Bununla bağlantılı diğer saik ise Türkiye özelinde gerek sistem tanımlamaları, gerekse bununla bağlantılı bir muhalefet dilinin yeni nesillerin zihin yapılarını inşa edici bir yönelim kaydetmesinden duyulan kaygıların dillendirilmesi. Tabii bu kaygıları dillendirirken, zamanın ruhunu oluşturan beşeri yönelimlerin Ali Şeriati’nin betimlemesiyle, öncelikle “düşman” kategorisinde mi, yoksa “rakip” kategorisinde mi görülmesi gerektiğinin içinin doldurulması. Bir anlama çabası hangi saiklerle hareket ettiğinde adalet ve basiret temelli bir gayreti ortaya koymuş olur? Bu sorunun cevabı önemli. Eskilerin deyimiyle insan anlamadığının/bilmediğinin cahilidir.1 O halde bizim bu bilgisizlikten mülhem hatalara düşmemizi engelleyecek olan şey, öncelikle kendi iç tutarlılığımızın sınırlarının çizilmesi olacaktır.

Mesela Ali Şeraiti, Marksizm’i eleştirirken, öncelikle onu kendi iç savunuları bağlamında anlamaya çalışmış, bu meyanda mezkûr alana ilişkin literatürü ciddiyetle takip etmiştir. Bu uzun soluklu çabayı sadece o değil, pek çok medrese kökenli molla da yerine getirmiş; zamanın ruhuna vukufiyet kesbetmeye çalışmışlardır. Çift kutuplu dünyada ezilenlerin sesini temsil eden alternatifsiz muhalif ideoloji kategorisindeki sosyalizm, Marksizm ve komünizm Muhammed Bakır es-Sadr’dan Talegani’ye ve Arap kökenli düşünürlere kadar İslam kültür havzalarında yetişmiş fukaha ve mütefekkirlerin ilgi odağı olmuştur.

Aydınlanmadan mülhem modernizmin -başta rasyonalizm olmak üzere, pozitivist, materyalist determinist ve spiritualist- formasyonlarından geçirilmiş ama geleneksel saiklerle buna direnç gösterirken değişim süreçlerine maruz kalmış bizim gibi toplumsal yapılar açısından, 19. yüzyıldan farklı bir inşa sürecine dahil edildiğimiz çok açık. Dolayısıyla o dönemin kendi anlam dünyasına sahip, kendi ayakları üzerine basan, öz saygısı ve özgüveni sağlam, vahyî gelenekle bağını koparmamış ve henüz siyasi-kültür emperyalizmine dâhil olmamış dünyasında yaşamıyoruz. Ulus-devletleşme süreçlerinin tüm kodlarını içine sindirmiş bir sosyo-politik ortamda yaşıyoruz.

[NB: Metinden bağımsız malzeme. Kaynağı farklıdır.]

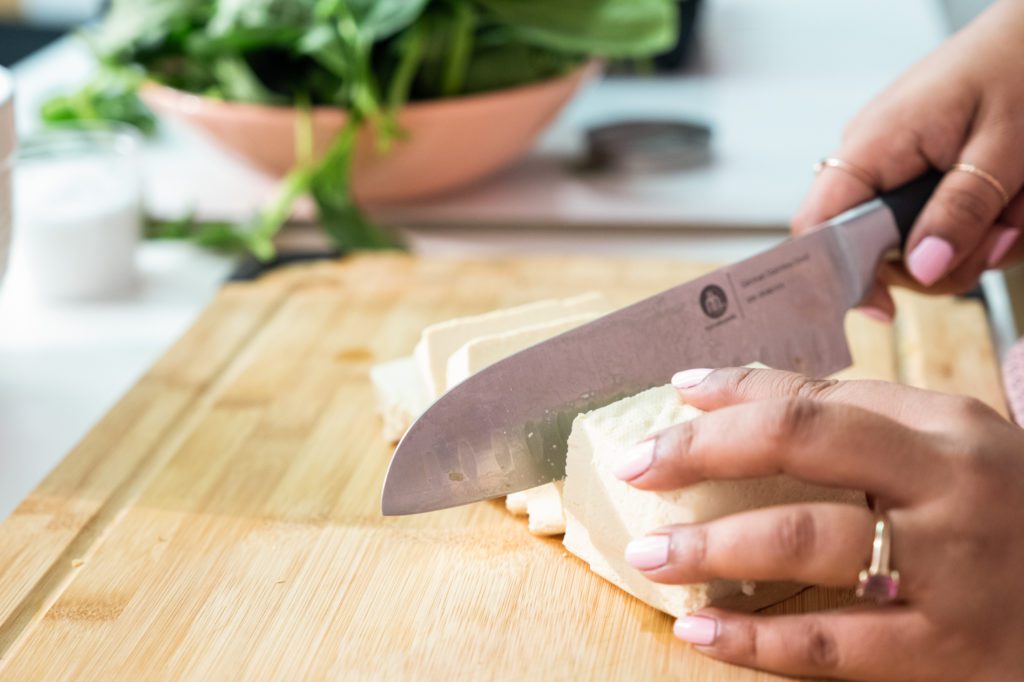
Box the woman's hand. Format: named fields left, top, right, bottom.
left=793, top=0, right=1024, bottom=318
left=614, top=369, right=1024, bottom=681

Yüce Allah’ın Hz. Âdem’e öğrettiği eşyanın isimleri değişmedi ve herhangi bir kayba doğal olarak uğramadı, uğraması da mümkün değil ama yaşadığımız süreç çok açık ki bu kelimelerin üzerinin örtüldüğü, kavram ve kurumlarıyla kendi yeniliklerini bizlere dayatan bir süreç. Dolayısıyla sadece bu kelimelerle konuşmak zorunda kalmıyor, aynı zamanda profanlaştırılmş bir dünyanın büyüsünün hayatımızın her veçhesinde örgütlenmiş olduğunu gözlemliyoruz. Kurumsallaşmış egemenlik yapıları, mülkiyet algıları, kültürel formlarıyla.

Peki ne yapacağız?

Bu dünyayı biz inşa etmedik; inşasına da katkıda bulunmadık. Bunun içine doğduk. Ya bu gerçeklik dünyasına gözlerimizi kapayıp tarihin belli dönemlerinde kendi sebep sonuç ilişkileri bağlamında üremiş bulunan kalıpları bugüne taşımaya çalışıp anakronik çabaların kurbanları konumuna düşmemiz -ki dünyayı imar misyonunu kendilerinden devraldığımız seleflerimiz böyle yapmamış- ya da içinde yaşadığımız dünyayı, Allah’ın öğrettiklerini ve fıtratımıza ektiklerini referans alıp anlamaya, tanımlamaya, maruf bağlamında ortaklaşabileceğimiz yönlerini kavrayıp2 uzlaşma imkânımızın olmadığı taraflarını tespit etmeye; böylelikle “insanlar içinden çıkarılmış en hayırlı topluluk” olabilme gayretlerimizi en adil biçimde ortaya koymaya çalışmamız gerekiyor.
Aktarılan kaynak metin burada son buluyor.